The sample
It’s been an interesting week, with different compromised accounts on discord sending a link that promised many “free” Adobe products. You know like Photoshop, Ilustrator and others.
The threat actor used the following links to distribute its payload. I haven’t seen legitimate usage of telegra[.]ph, so maybe in a corporate environment, we can block this domain.
This page has a link to a site that looks like having different programs to download. In reality, all the programs redirect to the same URL on Mediafire.
At the time of analysis, there wasn’t a single vendor that detected this domain. The domain was bought from Namecheap days before this and hosted behind Cloudflare.
This file is encrypted with a password of 1212. This is made to avoid signature detection, this file was not marked as malicious on Virus Total.
https://www.mediafire\[.\]com/folder/eeuz2dgskwlk1/gratissoft
Evasion
The file had the name Set-up.exe and was more than 740 MB, so it’s not possible to upload it to Virus Total.
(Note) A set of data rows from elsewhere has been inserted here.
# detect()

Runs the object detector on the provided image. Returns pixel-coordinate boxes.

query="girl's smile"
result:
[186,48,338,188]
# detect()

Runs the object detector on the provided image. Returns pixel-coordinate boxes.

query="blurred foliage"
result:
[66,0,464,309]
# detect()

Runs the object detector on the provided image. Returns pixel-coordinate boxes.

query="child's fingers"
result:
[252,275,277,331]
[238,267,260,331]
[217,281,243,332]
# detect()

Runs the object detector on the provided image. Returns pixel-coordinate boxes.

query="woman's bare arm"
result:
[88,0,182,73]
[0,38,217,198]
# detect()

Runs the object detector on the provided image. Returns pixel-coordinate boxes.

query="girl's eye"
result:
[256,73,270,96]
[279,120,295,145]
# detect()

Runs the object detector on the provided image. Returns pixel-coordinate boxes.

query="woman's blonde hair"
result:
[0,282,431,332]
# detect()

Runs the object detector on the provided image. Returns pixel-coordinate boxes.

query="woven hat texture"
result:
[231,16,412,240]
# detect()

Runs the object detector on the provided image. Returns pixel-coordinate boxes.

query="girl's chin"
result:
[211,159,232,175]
Also, after extracting the files using the password, Windows Defender doesn’t react, so a normal user could think that this is a legitimate installer.
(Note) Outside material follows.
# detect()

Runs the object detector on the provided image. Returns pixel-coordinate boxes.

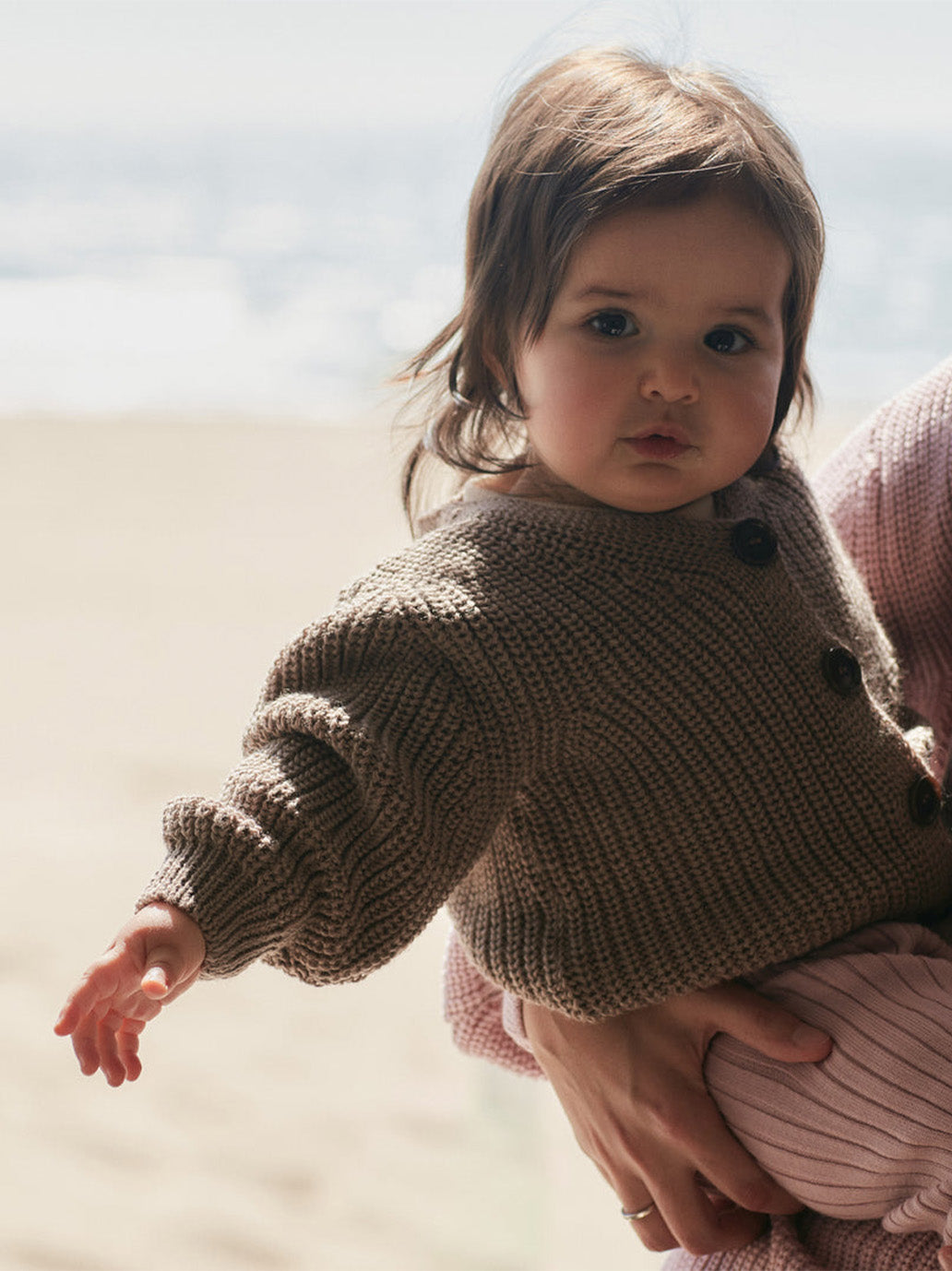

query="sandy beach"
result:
[0,398,859,1271]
But, when attempting to execute the file, we get a Defender alert classifying it as a stealer and cryware.
Analysing.
After disabling Windows Defender, let’s view what this stealer does. Well as expected there are many attempts to open different files and extract information, mainly from different browsers.
There are other indicators we can search, but I like to find the network indicators, so looking at the network connections done by the executable we can find the C2 5.182.86[.]94 using port 80 (HTTP).
As the traffic is not encrypted, we can capture this using Wireshark and filtering for the traffic to the C2 IP. At first, there is a type of registration to the server. This server won’t answer if we attempt to connect to it using a browser, very likely it doesn’t allow connections with more headers than the expected ones.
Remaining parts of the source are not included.